What Happens If There Is A Race Condition On A Record

e.g. An insert to the users table occurs on two seperate databases at the same time for the username 'alfie'. The problem here is that username is the primary key. Since the inserts happened at the same time, both inserts succeeded. It is only when they replicate will a primary key constraint fail. If this happens, replication will stop and manual intervention is necessary.

The only way to prevent this is to avoid the race in the first place:

  • Use an external arbiter to protect access to shared resources

    e.g. before inserting into the users table, each program performing the insert contacts the arbiter and request the inserting of 'alfie'. The first request is granted the insert while the others fail.

  • Shard your data so that race conditions cannot occur

    e.g. the users table is sharded based on the first letter of the usename. Inserts for 'alfie' only happen on the database with write access to the 'a' records.

  • Don't use AUTO_INCREMENT keys, use UUIDs instead

    Not useful in the users example, but for tables where AUTO_INCREMENT ids are used, switch to UUIDs to avoid clashes.

BUGS

  • The relay is still in development and have not been released yet

  • Communication over the wire is in plain text. Only use MySQL::Replication over a secure channel (e.g. stunnel, IPSec etc)

  • Row-based replication is not supported yet

  • LOAD DATA events are not supported yet

  • Filtering on queries, tables and schemas are not supported yet

SEE ALSO

AUTHOR

Alfie John, alfiej@opera.com

LICENSE AND COPYRIGHT

Copyright (c) 2011, Opera Software Australia Pty.

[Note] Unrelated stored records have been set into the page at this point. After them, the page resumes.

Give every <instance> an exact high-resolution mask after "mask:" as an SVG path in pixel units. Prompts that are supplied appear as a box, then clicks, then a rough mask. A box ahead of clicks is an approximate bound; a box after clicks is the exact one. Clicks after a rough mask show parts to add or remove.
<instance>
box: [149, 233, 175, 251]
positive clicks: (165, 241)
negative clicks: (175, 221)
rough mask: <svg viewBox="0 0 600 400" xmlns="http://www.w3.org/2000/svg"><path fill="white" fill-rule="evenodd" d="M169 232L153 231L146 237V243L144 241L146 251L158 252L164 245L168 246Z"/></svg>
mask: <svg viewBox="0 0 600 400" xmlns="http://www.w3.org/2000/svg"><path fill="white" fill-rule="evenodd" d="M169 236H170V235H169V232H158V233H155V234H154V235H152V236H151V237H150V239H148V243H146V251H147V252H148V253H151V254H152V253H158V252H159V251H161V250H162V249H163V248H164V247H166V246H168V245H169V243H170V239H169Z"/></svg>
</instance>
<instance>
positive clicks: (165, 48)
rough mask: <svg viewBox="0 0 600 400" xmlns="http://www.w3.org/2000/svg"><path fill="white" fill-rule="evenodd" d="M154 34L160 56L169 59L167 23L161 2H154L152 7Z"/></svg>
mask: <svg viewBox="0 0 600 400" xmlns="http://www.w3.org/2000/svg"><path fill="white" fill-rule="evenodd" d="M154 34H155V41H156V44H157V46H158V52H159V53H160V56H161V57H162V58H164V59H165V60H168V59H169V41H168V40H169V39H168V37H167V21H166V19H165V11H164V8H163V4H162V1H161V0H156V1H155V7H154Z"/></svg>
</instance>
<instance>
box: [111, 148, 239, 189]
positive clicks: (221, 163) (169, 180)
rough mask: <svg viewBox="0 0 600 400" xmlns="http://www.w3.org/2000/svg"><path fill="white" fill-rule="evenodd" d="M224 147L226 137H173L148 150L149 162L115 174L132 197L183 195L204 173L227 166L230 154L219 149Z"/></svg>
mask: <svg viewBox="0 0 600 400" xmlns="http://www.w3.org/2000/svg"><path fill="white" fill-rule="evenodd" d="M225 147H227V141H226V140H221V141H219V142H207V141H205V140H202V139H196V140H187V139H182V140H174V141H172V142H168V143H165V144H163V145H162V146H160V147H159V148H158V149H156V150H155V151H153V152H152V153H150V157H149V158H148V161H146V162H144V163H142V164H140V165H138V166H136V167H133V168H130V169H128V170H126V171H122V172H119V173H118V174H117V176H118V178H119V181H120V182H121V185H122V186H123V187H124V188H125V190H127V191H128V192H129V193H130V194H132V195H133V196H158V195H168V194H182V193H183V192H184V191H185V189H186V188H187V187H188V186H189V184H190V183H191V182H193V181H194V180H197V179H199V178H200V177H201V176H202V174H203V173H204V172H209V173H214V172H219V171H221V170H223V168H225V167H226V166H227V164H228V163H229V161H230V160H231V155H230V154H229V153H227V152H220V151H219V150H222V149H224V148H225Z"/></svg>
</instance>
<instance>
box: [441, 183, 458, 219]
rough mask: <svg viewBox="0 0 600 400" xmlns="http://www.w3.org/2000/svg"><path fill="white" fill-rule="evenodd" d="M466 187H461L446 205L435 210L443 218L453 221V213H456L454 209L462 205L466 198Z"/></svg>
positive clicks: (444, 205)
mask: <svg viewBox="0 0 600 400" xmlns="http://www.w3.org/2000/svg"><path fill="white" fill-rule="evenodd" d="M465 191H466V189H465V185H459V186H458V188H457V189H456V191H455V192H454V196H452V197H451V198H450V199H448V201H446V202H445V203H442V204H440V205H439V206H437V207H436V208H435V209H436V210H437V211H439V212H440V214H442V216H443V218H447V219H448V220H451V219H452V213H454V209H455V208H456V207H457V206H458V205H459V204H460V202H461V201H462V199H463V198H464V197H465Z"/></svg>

Ltd. All rights reserved.

Redistribution and use in source and binary forms, with or without modification, are permitted provided that the following conditions are met:

  * Redistributions of source code must retain the above copyright notice,
    this list of conditions and the following disclaimer.
  * Redistributions in binary form must reproduce the above copyright notice,
    this list of conditions and the following disclaimer in the documentation
    and/or other materials provided with the distribution.
  * Neither the name of the copyright holder nor the names of its contributors
    may be used to endorse or promote products derived from this software
    without specific prior written permission.

THIS SOFTWARE IS PROVIDED BY THE COPYRIGHT HOLDERS AND CONTRIBUTORS "AS IS" AND ANY EXPRESS OR IMPLIED WARRANTIES, INCLUDING, BUT NOT LIMITED TO, THE IMPLIED WARRANTIES OF MERCHANTABILITY AND FITNESS FOR A PARTICULAR PURPOSE ARE DISCLAIMED. IN NO EVENT SHALL THE COPYRIGHT HOLDER OR CONTRIBUTORS BE LIABLE FOR ANY DIRECT, INDIRECT, INCIDENTAL, SPECIAL, EXEMPLARY, OR CONSEQUENTIAL DAMAGES (INCLUDING, BUT NOT LIMITED TO, PROCUREMENT OF SUBSTITUTE GOODS OR SERVICES; LOSS OF USE, DATA, OR PROFITS; OR BUSINESS INTERRUPTION) HOWEVER CAUSED AND ON ANY THEORY OF LIABILITY, WHETHER IN CONTRACT, STRICT LIABILITY, OR TORT (INCLUDING NEGLIGENCE OR OTHERWISE) ARISING IN ANY WAY OUT OF THE USE OF THIS SOFTWARE, EVEN IF ADVISED OF THE POSSIBILITY OF SUCH DAMAGE.